Drinking Culture in Spain
It’s come to our attention that we often reference activities like ‘grabbing a few beers,’ ‘enjoying a sangria in the sunshine,’ etc. and we really hope this doesn’t come across as inappropriate or that we are alcoholics (we promise, we’re not!). On the contrary, the drinking culture here in Spain is simply different than in the US and we want to dive into it a bit so you can better understand why.
In Europe, the legal drinking age is 18, but many people will be offered a glass of wine at their family Sunday lunch before then (Dani was when studying abroad too!). If you grew up in a family where you were not even allowed to taste what the adults around you were drinking, this might seem very strange to you, or even wrong. However, we have seen kids in families trying lighter alcohols like wine or beer at family events at very young ages—think five or six—because they were curious and their parents didn’t mind them having a tiny taste.
Even though it might not be very much, this means that many young people have exposure to alcohol outside of binge drinking with friends. We believe that because alcohol is less off-limits, it seems less secretive and this leads to a healthier relationship with drinking. That doesn’t mean that teenagers don’t drink irresponsibly in Spain, it just means that from what we have seen, it is less destructive and more casual than what we saw back home.
What we mean by ‘casual’ is that people can reasonably have a drink or two everyday―especially if they go out for food―and this is not viewed as questionable judgement. It’s also (generally) appropriate for colleagues to get drinks directly after work during the week, even going with their bosses too. People aren’t getting rip-roaring drunk on these occasions so it’s not seen as unprofessional, it’s just a social opportunity and a time to decompress from whatever is going on at work or home.
In addition, just like in the adult world in the States, responsible drinking is often tied to social events. Language schools often have a copa de bienvenido (“welcome drink”) event in which sangria or other alcoholic beverages are provided to welcome new students and allow them to mix with older ones. Intercambios tend to take place in bars where tapas and alcohol are available. We’ve even had shots of holiday liqueur with bosses and co-workers (in the office!) to celebrate the last day before Christmas break―and nobody else found that strange.
Eating While Drinking
One last thing we would like to mention is how food and alcohol are more linked in Spain than we saw growing up. There is a strong tie between eating and having a social drink because most of the time people go out, they will have something to snack on. This won’t look the same in all places because you will find tapas more in the south, such as in Granada, and pintxos in Bilbao, and many different versions around Spain.

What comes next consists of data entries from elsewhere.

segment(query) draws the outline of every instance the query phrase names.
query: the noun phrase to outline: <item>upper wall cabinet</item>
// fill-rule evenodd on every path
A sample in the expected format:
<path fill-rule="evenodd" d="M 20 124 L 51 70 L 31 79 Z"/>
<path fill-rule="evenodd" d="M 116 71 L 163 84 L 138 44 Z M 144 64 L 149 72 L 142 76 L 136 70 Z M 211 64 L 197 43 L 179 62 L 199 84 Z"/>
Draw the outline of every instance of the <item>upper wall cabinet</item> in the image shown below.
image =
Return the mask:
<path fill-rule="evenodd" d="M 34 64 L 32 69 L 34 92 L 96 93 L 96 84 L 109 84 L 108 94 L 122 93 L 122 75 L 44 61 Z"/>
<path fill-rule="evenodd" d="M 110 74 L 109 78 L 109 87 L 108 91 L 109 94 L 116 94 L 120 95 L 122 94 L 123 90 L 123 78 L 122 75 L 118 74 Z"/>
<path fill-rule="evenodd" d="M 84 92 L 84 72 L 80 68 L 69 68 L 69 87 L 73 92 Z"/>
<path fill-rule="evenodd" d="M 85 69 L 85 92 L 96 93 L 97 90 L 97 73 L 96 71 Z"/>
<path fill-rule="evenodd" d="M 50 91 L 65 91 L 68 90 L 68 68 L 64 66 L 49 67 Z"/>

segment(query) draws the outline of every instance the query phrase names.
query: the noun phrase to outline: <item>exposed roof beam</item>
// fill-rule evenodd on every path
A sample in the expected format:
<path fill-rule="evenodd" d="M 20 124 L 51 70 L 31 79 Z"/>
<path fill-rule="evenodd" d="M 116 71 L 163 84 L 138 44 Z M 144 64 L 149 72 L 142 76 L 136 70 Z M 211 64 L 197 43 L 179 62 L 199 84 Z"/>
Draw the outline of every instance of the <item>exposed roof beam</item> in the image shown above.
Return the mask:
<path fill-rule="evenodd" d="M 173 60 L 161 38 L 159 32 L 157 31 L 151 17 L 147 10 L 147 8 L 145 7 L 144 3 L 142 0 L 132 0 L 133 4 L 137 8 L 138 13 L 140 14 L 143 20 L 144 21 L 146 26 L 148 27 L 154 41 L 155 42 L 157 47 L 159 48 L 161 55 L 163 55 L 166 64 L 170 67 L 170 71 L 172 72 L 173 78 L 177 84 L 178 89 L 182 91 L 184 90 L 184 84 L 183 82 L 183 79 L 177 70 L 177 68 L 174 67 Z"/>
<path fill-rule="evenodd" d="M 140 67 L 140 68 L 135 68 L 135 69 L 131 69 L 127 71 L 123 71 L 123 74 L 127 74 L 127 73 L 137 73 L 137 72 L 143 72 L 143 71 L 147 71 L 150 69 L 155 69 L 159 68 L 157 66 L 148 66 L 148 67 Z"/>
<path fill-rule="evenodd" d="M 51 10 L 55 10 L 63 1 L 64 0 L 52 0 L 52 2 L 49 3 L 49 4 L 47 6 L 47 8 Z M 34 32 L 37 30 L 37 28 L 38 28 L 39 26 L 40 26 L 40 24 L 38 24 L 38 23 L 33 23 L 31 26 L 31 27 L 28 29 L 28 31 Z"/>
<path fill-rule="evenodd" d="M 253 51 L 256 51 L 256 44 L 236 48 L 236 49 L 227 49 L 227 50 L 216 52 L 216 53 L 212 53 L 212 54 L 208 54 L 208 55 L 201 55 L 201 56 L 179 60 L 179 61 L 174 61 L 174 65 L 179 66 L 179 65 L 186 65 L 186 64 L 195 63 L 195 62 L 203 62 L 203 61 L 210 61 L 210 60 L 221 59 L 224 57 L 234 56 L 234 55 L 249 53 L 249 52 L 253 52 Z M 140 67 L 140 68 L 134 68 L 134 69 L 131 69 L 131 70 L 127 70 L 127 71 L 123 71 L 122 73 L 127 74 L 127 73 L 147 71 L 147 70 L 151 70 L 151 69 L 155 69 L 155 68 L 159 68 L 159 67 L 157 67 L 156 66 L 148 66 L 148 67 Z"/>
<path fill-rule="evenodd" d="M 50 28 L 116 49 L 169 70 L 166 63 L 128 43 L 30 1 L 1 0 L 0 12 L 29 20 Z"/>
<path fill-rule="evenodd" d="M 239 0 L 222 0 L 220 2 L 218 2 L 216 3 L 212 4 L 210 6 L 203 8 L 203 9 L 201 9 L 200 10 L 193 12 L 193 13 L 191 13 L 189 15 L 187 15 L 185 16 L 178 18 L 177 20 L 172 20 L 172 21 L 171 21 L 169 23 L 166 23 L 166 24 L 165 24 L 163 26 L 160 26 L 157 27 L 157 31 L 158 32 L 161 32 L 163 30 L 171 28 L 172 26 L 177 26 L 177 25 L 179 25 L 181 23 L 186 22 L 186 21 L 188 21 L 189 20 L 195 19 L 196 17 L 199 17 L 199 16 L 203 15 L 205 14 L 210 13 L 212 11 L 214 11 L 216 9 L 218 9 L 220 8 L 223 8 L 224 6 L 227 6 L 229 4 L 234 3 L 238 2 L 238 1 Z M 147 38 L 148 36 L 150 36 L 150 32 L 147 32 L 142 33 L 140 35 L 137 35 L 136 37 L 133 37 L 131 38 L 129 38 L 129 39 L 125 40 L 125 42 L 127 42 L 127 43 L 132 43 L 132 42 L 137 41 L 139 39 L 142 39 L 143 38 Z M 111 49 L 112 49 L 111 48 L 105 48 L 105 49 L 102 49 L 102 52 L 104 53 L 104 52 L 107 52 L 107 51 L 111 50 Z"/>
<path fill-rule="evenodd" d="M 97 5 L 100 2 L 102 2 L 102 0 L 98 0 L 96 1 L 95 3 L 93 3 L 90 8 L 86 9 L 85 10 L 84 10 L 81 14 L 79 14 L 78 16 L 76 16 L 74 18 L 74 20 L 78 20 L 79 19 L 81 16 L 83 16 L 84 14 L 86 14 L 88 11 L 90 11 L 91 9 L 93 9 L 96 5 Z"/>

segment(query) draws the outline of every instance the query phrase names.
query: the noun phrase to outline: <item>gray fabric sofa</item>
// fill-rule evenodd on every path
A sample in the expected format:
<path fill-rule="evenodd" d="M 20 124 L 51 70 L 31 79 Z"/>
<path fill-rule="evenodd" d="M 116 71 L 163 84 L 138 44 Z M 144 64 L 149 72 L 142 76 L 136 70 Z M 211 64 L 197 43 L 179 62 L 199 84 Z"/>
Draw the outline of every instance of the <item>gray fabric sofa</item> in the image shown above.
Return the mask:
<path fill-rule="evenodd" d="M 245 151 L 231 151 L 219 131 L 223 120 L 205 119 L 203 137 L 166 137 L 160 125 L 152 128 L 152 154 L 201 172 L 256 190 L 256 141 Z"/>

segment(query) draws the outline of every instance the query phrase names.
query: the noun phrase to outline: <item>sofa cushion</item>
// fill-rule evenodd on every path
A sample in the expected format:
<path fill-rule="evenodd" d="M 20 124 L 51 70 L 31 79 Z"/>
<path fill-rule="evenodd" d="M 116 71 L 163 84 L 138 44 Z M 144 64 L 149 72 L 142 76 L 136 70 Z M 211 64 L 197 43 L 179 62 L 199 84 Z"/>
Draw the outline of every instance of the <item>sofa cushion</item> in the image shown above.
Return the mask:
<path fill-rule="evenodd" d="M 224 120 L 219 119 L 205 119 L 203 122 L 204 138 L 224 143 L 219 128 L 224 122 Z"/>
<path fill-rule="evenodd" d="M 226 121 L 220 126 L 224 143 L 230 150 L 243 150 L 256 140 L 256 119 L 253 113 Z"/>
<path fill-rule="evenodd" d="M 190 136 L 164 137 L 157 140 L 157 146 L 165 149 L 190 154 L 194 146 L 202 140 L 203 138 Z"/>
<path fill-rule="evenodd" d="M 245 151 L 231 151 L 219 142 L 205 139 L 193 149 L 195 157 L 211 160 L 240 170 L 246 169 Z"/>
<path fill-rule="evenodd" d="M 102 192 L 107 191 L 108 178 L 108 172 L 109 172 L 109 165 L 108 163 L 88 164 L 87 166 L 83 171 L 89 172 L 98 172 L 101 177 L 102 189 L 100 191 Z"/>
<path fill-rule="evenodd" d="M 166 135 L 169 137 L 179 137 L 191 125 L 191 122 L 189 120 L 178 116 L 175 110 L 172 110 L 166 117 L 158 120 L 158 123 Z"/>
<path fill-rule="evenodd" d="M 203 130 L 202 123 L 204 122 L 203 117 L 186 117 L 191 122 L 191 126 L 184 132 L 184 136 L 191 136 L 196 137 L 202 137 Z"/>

Sometimes you will have to pay for these small snacks and sometimes they will already be included in the price of the drink. However, most people will not just drink alcohol without something to eat next to them unless it is after eating hours (around 11 or 12 pm) and even then, depending on what kind of bar you go to, you might still get some little sweet gummies to snack on.
We are not saying that everyone here drinks all the time (nor that you have to), but we simply want you to know why we may mention it so casually. And why your study abroad program coordinators will most likely do so as well. They’re not condoning under-aged drinking by sharing the best places to go out or explaining the different ways to order a beer. The reality is that everyone above the age of 18 is legally allowed to consume alcohol in Spain so there’s no stigma or taboo about the topic.
All of this means that the social act of drinking is more sustainable in the sense that you are less likely to overdo on alcohol because you are regularly putting food into your stomach as well. This can help you find the balance between regular drinks out with friends and trying to make sure that you are somewhat healthy with your habits, even if it can feel like you are out all the time with your friends and family back home.